June 25, 2019 8:51 AM   Subscribe

So I think this is probably something I could Google for, but so far, my Googling has let me down! I can find a thousand and one tutorials and forum posts for similar topics but not for this use case: This happened last week: I made a Sketchup model of something I wanted to have laser printed. I converted to a Coreldraw format because that's the format my laser printer wanted it in. In so doing, the scale was lost. The drawing got blown up. I wanted to rescale the entire document, using a known measurement on the drawing as a reference. I couldn't for the life of me figure out how to do this!

I'm sure it's something I've done before, I've just forgotten the 'trick' and which measurements are needed for the calculation to work.

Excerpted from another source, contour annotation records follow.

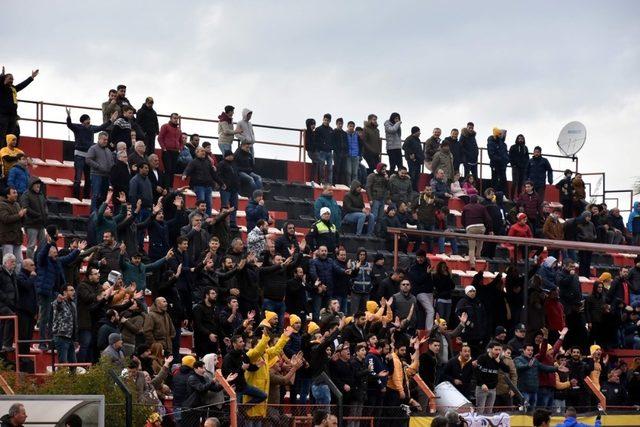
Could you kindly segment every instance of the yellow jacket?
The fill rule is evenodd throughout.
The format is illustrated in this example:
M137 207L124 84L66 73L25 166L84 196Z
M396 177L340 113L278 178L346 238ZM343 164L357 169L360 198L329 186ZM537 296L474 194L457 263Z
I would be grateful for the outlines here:
M265 393L269 393L269 366L272 365L272 359L276 359L284 349L284 346L289 341L289 337L281 335L278 342L273 347L269 347L269 335L265 332L262 334L262 338L258 341L255 347L247 351L249 361L253 365L260 364L258 370L250 372L245 371L244 378L247 380L247 384L257 387ZM263 363L261 363L261 361ZM243 402L249 401L249 396L244 396ZM247 411L249 417L265 417L267 416L267 402L264 401L253 406Z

Any help much appreciated!

TLDR, how to use (for example) a rectangle on your drawing that you KNOW needs to end up as a 14mm x 14mm cut out, to figure out by how much the entire file needs scaling up or down to suit.
posted by dance to Computers & Internet (6 answers total) 2 users marked this as a favorite
 
Best answer: If you have a rectangle that you know should be 14mm x 14mm, and you highlight it in Corel Draw and the Dimensions readout says, for example, 75mm x 75mm, then you want to scale it by

14 / 75 = 0.1867

Multiply that by 100 to get percents, and you've got 18.67% scale.
posted by moonmilk at 8:55 AM on June 25, 2019


I don't know what your laser cutter software is like but this happens all the time with mine. I select the whole dang thing in my design software, look at the dimensions of it, then do the same in the laser software, and resize the whole dang thing to the right size, with maintain-aspect-ratio clicked so I only have to type in one dimension.
posted by aubilenon at 9:04 AM on June 25, 2019


I don't know this particular software, but in addition to the above, it's also worth noting that some software will choose to automatically scale the output to the size of your drawing rather than the size of a page. Framing your drawing with an L made of lines (better yet, lines with tick marks you can measure with a ruler) that's bigger than anything you might want to draw is a crude way to avoid this and insure you always get the same scaling for multiple parts.
posted by eotvos at 9:05 AM on June 25, 2019 [1 favorite]


From SketchUp, export to a PDF, DXF or DWG with a known scale, then import, and try in that program printing to a normal paper printer first and measure the distances.

Edit: The basic SketchUp file is in units of Inches, so you might consider sizing it down by 12x if your image editor is dealing in feet.
posted by nickggully at 12:02 PM on June 25, 2019


Best answer: There's always Matthias Wandel's Bigprint. It prints 1:1 from images.
posted by sydnius at 12:36 PM on June 25, 2019


Does your version of Sketchup have Layout? You can import your model and print to true scale from that program, which is bundled with my install.